Although I’m now in “nomad land” I still plan on creating things, writing, taking pictures, making videos, starting back up my podcast “bare bones radio,” plus other things I have in mind that I want to do, I’ve still been on the cusp of this creative awakening and I have to follow it, I just can’t be so distracted by so many other things, constantly checking, wondering who’s seen what, who likes what, or who gives a fuck, lol. I think there’s been this debate in my mind alongside with what I’ve been doing as to whether or not I was going to become more engaged or less engaged into social media, but for now it’s all put on hold while I work on other things. I still have always had this great love and passion for film and video, music and creativity, and I’m still going to pursue it, but I just want to use other platforms in which ways to express it, maybe on here? I have to figure this site out more and dress it up some, but for now, this is where i’m at.
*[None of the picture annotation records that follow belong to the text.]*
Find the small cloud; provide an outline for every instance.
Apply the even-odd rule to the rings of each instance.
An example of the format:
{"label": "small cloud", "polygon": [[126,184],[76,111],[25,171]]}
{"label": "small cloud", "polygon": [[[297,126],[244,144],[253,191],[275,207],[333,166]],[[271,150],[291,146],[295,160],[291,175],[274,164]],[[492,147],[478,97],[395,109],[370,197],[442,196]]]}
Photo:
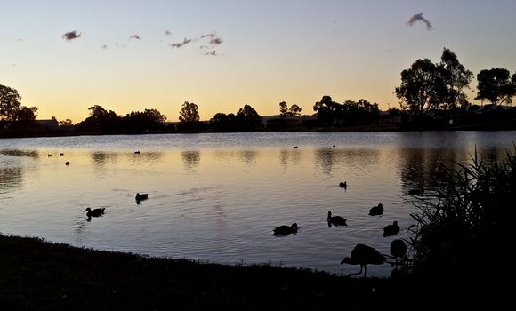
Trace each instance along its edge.
{"label": "small cloud", "polygon": [[184,45],[189,44],[192,41],[194,41],[194,39],[187,39],[187,38],[184,38],[184,40],[182,42],[178,42],[176,44],[170,44],[170,46],[172,46],[172,48],[177,48],[177,49],[179,49],[179,48],[181,48]]}
{"label": "small cloud", "polygon": [[77,39],[82,36],[82,33],[77,32],[77,30],[66,32],[62,35],[62,38],[66,41],[71,41]]}
{"label": "small cloud", "polygon": [[221,38],[221,37],[214,37],[212,40],[210,40],[210,44],[212,44],[212,45],[219,45],[222,42],[224,42],[222,40],[222,38]]}
{"label": "small cloud", "polygon": [[417,20],[421,20],[423,23],[425,23],[426,24],[426,29],[427,30],[431,30],[431,24],[430,23],[430,20],[428,20],[427,19],[423,18],[423,13],[412,15],[412,17],[410,18],[410,20],[408,20],[408,21],[407,22],[407,25],[408,25],[408,26],[414,26],[414,23],[415,23]]}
As a side note, I had this great idea today. There’s actually a feature on here that allows you to chose your time and date when you want something you wrote to post, which is great. I’m thinking about writing something that will post say a hundred years from now if this site is still active or if humanity hasn’t been driven underground under some nuclear death cloud on the planets surface. I’m just trying to think about what I’d write about if I knew it wouldn’t be read by anybody living today but by some futures people, what they would make of it if anyone were so interested. It’s hard to think anyone living right now would be reading this at all, let alone some space nerd 100 years from now, haha. Alright, that’s pretty good for today, feeling pretty alright right now, how are you?